This article was written by Verushka Reddy, a director at Norton Rose Fulbright South Africa
The most recent amendments to the Employment Equity Act permit the CCMA to consider unfair discrimination claims in certain circumstances. Exercising its newly found jurisdiction to determine ‘equal pay for equal work’ claims, the CCMA recently considered this question in the matter between WEPU obo members v Lewis Stores (Pty) Ltd and SACCAWU obo members (unreported arbitration award, GATW3227-15, 20 November 2015).1 WEPU represented less than 1% of employees in the bargaining unit. Lewis Stores did not recognise it for any purpose. On the other hand, Lewis Stores recognised SACCAWU, whose members constituted close to 50% of employees in the bargaining unit. Non-members of SACCAWU in the bargaining unit did not benefit from the wage agreements concluded between their employer and SACCAWU. Instead, their increases were determined by their performance. Of significance was the fact that WEPU members who met the required performance standards were afforded the same increase as their SACCAWU counterparts.
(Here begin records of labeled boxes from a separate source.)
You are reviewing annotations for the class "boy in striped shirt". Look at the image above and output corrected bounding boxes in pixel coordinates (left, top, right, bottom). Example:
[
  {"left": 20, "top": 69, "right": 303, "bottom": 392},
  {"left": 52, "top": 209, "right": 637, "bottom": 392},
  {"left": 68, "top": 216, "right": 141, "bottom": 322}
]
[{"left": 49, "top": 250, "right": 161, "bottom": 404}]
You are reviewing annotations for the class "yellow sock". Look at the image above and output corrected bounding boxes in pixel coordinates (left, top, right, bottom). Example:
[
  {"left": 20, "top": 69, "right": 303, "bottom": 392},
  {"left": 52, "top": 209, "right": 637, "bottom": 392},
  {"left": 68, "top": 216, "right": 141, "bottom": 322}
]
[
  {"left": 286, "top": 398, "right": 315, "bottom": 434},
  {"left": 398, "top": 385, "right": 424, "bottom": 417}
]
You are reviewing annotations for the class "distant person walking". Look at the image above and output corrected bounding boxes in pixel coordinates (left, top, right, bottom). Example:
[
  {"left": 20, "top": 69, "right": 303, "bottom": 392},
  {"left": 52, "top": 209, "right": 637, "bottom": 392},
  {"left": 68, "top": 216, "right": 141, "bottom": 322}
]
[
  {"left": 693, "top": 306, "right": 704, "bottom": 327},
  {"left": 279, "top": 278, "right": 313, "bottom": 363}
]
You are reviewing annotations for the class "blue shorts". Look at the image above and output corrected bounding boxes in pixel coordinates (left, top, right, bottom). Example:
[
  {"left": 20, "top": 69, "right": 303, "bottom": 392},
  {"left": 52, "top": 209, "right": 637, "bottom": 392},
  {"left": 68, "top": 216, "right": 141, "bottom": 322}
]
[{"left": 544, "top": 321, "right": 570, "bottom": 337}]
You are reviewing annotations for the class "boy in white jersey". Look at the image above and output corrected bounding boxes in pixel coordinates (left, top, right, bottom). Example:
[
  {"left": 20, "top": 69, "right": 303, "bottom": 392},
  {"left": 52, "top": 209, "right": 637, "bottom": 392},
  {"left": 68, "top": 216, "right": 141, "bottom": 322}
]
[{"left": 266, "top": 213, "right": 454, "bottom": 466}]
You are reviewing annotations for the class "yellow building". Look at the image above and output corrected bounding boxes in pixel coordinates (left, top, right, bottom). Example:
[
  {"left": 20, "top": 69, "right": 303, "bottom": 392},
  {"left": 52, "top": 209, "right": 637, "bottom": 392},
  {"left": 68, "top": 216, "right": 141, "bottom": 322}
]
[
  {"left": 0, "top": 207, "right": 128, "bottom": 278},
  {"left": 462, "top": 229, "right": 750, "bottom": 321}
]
WEPU referred an unfair discrimination dispute to the CCMA. It contended that Lewis Stores’ failure to extend the same increase to its members resulted in unequal pay for work of equal value. This, it argued, amounted to unfair discrimination on an arbitrary ground. Lewis Stores adopted the approach that it was under no obligation, in law or contract, to extend the agreement. It accordingly used the objective criterion of performance as the basis of increases for non-members of SACCAWU in the bargaining unit.
The CCMA considered the test for unfair discrimination. The onus was on the WEPU to prove that Lewis Stores’ conduct in extending the agreement on wages, was irrational and amounted to discrimination, which was unfair. The CCMA found that WEPU did not prove the equal work for unequal pay amounted to unfair discrimination. It recognised that the collective bargaining process may result in employees doing work of equal value for unequal pay. In our view, to find otherwise may well have the effect of subverting the collective bargaining system that underpins the Labour Relations Act. It may also have the unintended consequence of discouraging trade union membership, as non-members would obtain the same wages without having to pay trade subscriptions or engage in industrial action.